Nationwide (NBS.L) has a fixed-rate savings product offering 4% for one year. The minimum deposit is just £1 and you must be registered with Nationwide's online bank.
How do fixed-rate savings accounts work?
Unlike easy-access savings, where interest rates can vary, fixed-rate accounts earn a set rate of interest for the period you choose, whether that's six months or one, two, three or even five years. Those are the most common deals, but some offers go up to 10 years and over.
You must leave your initial deposit for a fixed period without making withdrawals. If you touch your money, you forfeit any interest.
What are the best easy-access savings accounts?
Easy-access savings accounts let you withdraw your money without notice. With that ease of access comes lower interest rates, but they are a good option for those who think they might need their money in a hurry.
Be aware that rates on these accounts are variable, which means they can go up or down. You will be notified of any change ahead of time.
The Chip Easy Access Saver account pays 5% with and there is no minimum amount required to open. Interest is paid monthly and you can open the account via the app.
Sidekick has a 4.89% deal that pays interest monthly. You need at least £1,000 to open the account via the app and you can invest up to £85,000. An additional 0.45% bonus can be earned for 12 months by investing a minimum of £1,000 into a Sidekick investment portfolio.
Oxbury has a 4.87% deal that pays interest monthly, for those with the minimum £25,000 to open the account, which is done via an app. You can invest up to £2,000,000.
There are even higher-paying easy-access accounts, but they are not for new customers. Santander's (BNC.L) Edge Saver, for instance, offers 6%, but it is only for current account holders.
What are the best notice savings accounts?
Can’t decide on whether you want to put your money away and not touch it for a long period or keep it accessible at all times?
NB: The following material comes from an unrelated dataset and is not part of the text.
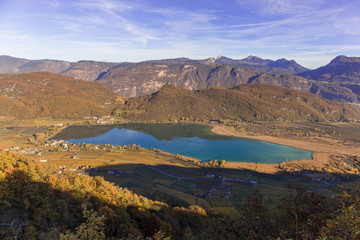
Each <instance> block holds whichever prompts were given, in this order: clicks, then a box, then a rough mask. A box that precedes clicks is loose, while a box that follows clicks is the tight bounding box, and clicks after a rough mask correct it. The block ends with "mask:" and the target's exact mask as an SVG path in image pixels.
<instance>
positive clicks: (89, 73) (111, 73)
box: [0, 56, 360, 102]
Maybe you should consider a notice savings account.
Notice savings accounts require you to give notice to your savings provider before you can withdraw your funds.
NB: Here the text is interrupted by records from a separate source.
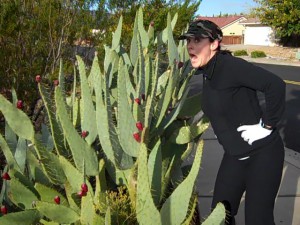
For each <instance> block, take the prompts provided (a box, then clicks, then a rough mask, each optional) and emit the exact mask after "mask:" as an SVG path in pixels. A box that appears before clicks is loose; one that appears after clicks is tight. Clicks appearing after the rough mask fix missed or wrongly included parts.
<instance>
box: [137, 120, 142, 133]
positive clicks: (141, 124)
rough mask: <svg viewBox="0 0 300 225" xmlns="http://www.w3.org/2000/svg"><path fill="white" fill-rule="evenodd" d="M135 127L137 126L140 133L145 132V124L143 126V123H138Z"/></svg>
mask: <svg viewBox="0 0 300 225" xmlns="http://www.w3.org/2000/svg"><path fill="white" fill-rule="evenodd" d="M135 125H136V128H137V129H139V131H142V130H143V124H142V122H140V121H138V122H137V123H136V124H135Z"/></svg>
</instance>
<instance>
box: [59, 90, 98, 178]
mask: <svg viewBox="0 0 300 225" xmlns="http://www.w3.org/2000/svg"><path fill="white" fill-rule="evenodd" d="M55 101H56V107H57V114H58V117H59V119H60V122H61V125H62V129H63V131H64V134H65V136H66V139H67V141H68V143H69V146H70V149H71V151H72V156H73V159H74V162H75V165H76V167H77V168H78V169H79V170H80V171H81V172H83V161H85V162H86V163H85V171H86V174H87V175H89V176H90V175H92V176H93V175H96V174H97V172H98V160H97V155H96V153H95V151H94V150H93V149H92V147H91V146H89V145H88V144H87V143H86V142H85V141H84V140H83V139H82V138H81V136H80V135H79V134H78V132H77V131H76V129H75V128H74V127H73V124H72V122H71V120H70V118H69V116H68V113H67V109H66V106H65V103H64V102H63V98H62V95H61V90H60V89H59V88H56V89H55Z"/></svg>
These are ideal for those who know when they might need their cash but don’t want the temptation of dipping into it at any time.
You need to give the bank or building society a set amount of advance warning before you can withdraw your money — usually between 30 and 120 days.
Santander via Prosper has a 365-day offer that pays 5.50%, the top offer on the market. You’ll need at least £20,000 to open it and can deposit up to £250,000. The same bank offers a 90-day notice account that pays 5.15% with the same requirements.
BLME has a 90-day notice account that pays 5.15%. You need at least £10,000 to open, which can be done online or by email.
Interest rates with notice accounts are variable, which means they could go up or down over time.
What are the best regular savings accounts?
For those looking to make the most of their cash savings, regular savings accounts over 10% returns.
Most regular savings accounts require you to put money away each month with interest paid yearly. It is not uncommon for the offer to be available only to current customers.
Principality offers 8% in a six-month regular saver account. You open an account and pay in up to £200 each month. Interest is calculated on the money in the account each day and paid six months after opening.
The Co-op bank has a 7% deal for existing customers. Fixed for one year, you can save up to £250 per month and can skip months without penalties.